Lachlan Busiko

Personal information
- Born: 13 January 1998 (age 28) Naracoorte, South Australia

Sport
- Sport: Field hockey
- Position: Defender

Senior career
- Years: Team / Caps / Goals
- 2017–2018: SA Hotshots / 10 / 0
- 2019–: Adelaide Fire / 2 / 1

National team
- Years: Team / Caps / Goals
- 2017–2019: Australia U–21 / 12 / (1)

Medal record
Men's field hockey
Representing Australia
Sultan of Johor Cup
| Gold medal – first place | 2017 Johor Bahru | Team |
| Bronze medal – third place | 2018 Johor Bahru | Team |

= Lachlan Busiko =

Australian field hockey player

Lachlan Busiko (born 13 January 1998) is a field hockey player from Australia.

==Personal life==
Lachlan Busiko was born in Naracoorte, South Australia and raised in Benayeo, Victoria near Apsley, Victoria.

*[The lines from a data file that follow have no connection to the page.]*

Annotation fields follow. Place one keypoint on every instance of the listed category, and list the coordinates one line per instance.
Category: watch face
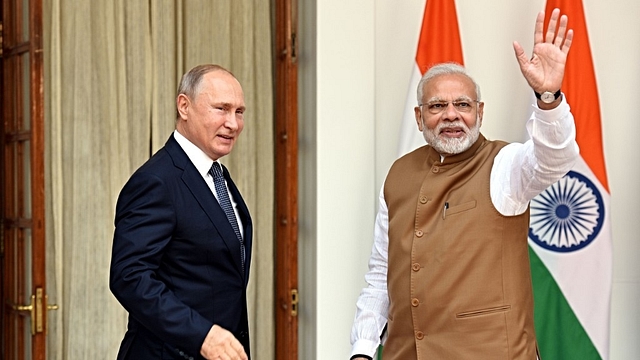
(547, 97)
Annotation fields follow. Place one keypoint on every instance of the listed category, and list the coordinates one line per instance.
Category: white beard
(452, 146)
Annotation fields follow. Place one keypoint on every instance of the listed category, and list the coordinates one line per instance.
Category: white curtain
(111, 73)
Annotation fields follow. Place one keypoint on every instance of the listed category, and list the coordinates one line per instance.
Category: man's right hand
(221, 344)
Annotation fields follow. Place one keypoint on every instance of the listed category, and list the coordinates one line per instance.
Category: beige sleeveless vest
(459, 279)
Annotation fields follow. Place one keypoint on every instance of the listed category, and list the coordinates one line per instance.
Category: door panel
(22, 198)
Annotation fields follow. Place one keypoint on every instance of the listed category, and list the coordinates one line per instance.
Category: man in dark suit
(180, 264)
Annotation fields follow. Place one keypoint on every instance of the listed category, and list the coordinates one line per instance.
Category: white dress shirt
(203, 164)
(519, 173)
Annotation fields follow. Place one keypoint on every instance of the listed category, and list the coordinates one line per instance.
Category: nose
(231, 122)
(450, 112)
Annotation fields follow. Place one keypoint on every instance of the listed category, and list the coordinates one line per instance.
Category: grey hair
(449, 68)
(191, 81)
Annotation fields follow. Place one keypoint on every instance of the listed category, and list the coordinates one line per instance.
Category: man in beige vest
(449, 271)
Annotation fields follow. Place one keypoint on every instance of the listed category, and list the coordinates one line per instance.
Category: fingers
(551, 29)
(557, 32)
(537, 34)
(221, 344)
(567, 42)
(561, 31)
(520, 55)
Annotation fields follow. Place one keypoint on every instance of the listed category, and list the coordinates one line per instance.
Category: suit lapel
(205, 198)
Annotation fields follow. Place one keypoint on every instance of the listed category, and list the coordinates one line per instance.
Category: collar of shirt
(200, 160)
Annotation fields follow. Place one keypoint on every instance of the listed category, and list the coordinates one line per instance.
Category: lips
(452, 131)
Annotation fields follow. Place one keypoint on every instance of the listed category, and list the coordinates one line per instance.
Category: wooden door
(286, 146)
(22, 236)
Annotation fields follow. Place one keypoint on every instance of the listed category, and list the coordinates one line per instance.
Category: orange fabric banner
(579, 86)
(439, 37)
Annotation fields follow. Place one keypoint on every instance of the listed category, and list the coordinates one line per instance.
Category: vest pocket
(480, 312)
(456, 208)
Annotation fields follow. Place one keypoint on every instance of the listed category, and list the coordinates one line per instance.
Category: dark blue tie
(225, 203)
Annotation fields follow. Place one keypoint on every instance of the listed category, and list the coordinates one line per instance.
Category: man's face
(450, 116)
(214, 119)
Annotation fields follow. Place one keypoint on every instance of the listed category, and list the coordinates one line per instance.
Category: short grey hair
(449, 68)
(191, 81)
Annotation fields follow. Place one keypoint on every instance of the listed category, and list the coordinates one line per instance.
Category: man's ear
(418, 114)
(182, 104)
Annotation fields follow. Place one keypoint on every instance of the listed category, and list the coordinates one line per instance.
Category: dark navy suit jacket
(176, 265)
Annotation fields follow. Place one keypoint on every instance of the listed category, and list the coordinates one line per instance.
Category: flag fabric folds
(439, 42)
(570, 232)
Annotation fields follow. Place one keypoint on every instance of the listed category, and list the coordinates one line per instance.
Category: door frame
(286, 178)
(22, 200)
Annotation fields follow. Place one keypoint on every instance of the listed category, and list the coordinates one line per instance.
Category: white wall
(355, 66)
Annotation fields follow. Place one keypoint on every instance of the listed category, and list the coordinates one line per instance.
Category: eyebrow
(438, 99)
(227, 105)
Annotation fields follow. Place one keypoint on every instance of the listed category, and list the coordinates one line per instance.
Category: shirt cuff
(360, 355)
(366, 348)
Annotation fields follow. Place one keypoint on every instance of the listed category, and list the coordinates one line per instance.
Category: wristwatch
(548, 97)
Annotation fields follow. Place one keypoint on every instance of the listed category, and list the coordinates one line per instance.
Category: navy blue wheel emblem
(568, 215)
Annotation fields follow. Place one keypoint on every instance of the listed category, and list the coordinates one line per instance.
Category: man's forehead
(447, 85)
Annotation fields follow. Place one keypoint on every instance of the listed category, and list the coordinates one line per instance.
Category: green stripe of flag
(560, 334)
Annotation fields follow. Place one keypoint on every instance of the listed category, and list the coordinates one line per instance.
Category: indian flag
(570, 231)
(439, 42)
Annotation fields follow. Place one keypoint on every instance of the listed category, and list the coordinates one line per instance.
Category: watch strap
(556, 95)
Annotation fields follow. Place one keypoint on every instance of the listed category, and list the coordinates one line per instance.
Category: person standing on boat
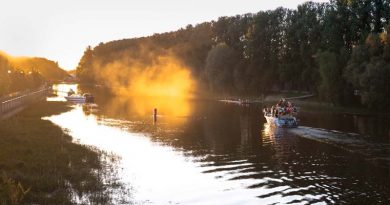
(71, 92)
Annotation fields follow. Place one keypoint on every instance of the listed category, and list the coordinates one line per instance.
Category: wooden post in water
(155, 115)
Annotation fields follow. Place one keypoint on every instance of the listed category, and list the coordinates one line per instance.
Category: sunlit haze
(61, 30)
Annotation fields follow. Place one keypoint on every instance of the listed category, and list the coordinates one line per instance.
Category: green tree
(330, 88)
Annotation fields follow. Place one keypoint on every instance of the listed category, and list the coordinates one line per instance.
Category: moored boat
(86, 98)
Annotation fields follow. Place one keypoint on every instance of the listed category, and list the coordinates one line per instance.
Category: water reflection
(221, 154)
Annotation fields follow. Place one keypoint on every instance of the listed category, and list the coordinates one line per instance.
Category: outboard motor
(89, 98)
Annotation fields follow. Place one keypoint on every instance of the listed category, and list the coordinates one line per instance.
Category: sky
(60, 30)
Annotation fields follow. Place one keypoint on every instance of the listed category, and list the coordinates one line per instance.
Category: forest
(339, 50)
(24, 73)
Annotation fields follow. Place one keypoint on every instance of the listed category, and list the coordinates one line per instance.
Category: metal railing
(23, 100)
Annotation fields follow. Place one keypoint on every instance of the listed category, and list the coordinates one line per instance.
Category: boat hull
(76, 99)
(289, 122)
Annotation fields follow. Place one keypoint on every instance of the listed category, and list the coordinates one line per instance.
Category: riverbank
(39, 163)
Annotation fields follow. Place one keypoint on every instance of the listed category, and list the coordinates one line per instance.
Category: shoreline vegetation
(339, 50)
(39, 163)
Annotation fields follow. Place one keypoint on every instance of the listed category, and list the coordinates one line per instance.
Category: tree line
(23, 73)
(339, 50)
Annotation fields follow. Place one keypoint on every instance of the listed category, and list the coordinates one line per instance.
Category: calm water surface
(204, 152)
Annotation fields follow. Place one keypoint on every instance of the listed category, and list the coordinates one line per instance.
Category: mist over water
(220, 154)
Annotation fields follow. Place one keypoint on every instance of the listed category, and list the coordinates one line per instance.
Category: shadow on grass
(41, 158)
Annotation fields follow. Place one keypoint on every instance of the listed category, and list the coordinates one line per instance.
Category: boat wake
(379, 153)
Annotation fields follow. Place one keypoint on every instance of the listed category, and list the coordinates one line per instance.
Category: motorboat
(86, 98)
(282, 121)
(283, 114)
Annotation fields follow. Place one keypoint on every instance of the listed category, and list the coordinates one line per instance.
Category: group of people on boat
(282, 108)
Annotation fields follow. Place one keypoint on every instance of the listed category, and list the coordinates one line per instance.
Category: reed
(41, 164)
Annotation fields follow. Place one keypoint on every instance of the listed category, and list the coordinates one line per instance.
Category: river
(207, 152)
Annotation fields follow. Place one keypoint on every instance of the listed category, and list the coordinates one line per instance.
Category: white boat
(86, 98)
(282, 115)
(76, 98)
(283, 121)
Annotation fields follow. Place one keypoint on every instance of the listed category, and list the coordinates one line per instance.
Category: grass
(40, 164)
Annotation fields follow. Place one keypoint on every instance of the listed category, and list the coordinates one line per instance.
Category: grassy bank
(39, 164)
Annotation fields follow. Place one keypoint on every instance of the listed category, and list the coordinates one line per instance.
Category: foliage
(40, 156)
(270, 50)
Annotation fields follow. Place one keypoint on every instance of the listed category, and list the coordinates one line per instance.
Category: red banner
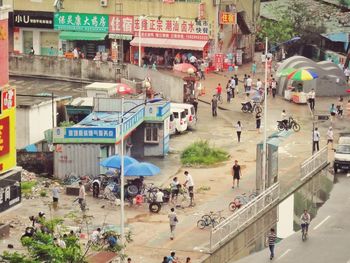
(121, 25)
(8, 99)
(219, 61)
(4, 136)
(4, 57)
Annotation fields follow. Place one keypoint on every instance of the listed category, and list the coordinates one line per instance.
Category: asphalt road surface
(329, 234)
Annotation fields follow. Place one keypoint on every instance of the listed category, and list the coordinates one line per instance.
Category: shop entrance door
(27, 41)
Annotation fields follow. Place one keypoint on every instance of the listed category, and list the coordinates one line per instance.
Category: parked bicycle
(287, 125)
(212, 219)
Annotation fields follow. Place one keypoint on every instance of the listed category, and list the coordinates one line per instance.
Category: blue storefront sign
(91, 133)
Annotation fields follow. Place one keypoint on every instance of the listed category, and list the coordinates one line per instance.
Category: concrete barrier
(170, 86)
(65, 69)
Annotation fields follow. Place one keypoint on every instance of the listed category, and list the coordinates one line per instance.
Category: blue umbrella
(114, 161)
(141, 169)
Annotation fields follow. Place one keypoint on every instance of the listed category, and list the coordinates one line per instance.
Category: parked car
(180, 119)
(342, 153)
(190, 113)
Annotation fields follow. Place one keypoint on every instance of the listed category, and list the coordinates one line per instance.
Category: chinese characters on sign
(4, 136)
(121, 25)
(8, 99)
(81, 22)
(33, 19)
(227, 18)
(219, 61)
(93, 133)
(172, 28)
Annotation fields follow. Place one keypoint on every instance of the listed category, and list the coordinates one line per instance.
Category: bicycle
(304, 232)
(212, 219)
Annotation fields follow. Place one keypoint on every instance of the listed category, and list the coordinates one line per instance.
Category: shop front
(34, 30)
(86, 32)
(120, 33)
(164, 41)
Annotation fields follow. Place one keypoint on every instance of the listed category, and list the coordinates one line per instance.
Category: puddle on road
(310, 196)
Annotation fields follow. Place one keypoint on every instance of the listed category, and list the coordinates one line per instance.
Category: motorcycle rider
(284, 119)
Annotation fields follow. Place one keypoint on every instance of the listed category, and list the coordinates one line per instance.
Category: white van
(190, 113)
(179, 119)
(172, 128)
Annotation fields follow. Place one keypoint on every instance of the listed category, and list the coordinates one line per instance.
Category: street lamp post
(122, 194)
(265, 123)
(140, 37)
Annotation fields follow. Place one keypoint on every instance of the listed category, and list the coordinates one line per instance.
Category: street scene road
(174, 131)
(328, 234)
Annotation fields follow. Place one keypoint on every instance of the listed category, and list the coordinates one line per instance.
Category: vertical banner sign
(201, 11)
(7, 130)
(219, 61)
(4, 58)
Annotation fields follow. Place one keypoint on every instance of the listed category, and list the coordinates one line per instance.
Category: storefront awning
(169, 43)
(70, 35)
(120, 36)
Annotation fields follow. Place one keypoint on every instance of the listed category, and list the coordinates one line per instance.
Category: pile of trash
(28, 176)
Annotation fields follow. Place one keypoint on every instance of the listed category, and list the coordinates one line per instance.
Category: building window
(151, 134)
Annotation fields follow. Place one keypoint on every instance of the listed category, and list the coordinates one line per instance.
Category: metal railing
(243, 217)
(314, 163)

He is a current scholarship holder at the South Australian Institute of Sport (SASI).

==Career==
===Junior national team===
In 2017, Busiko made his debut for the Australia U–21 side, the 'Burras', at the Sultan of Johor Cup.

Busiko again appeared at the Sultan of Johor Cup in 2018, winning a bronze medal with the team.

In 2019, Busiko was named to the national junior squad for the third time, as well as being named in the team for the 2019 Sultan of Johor Cup.

===Adelaide Fire===
Following the establishment of the Adelaide Fire in 2019, Lachlan Busiko was presented as the headline player for the men's team. He was also named as team captain for the inaugural tournament of the Sultana Bran Hockey One League, Australia's new premier domestic competition.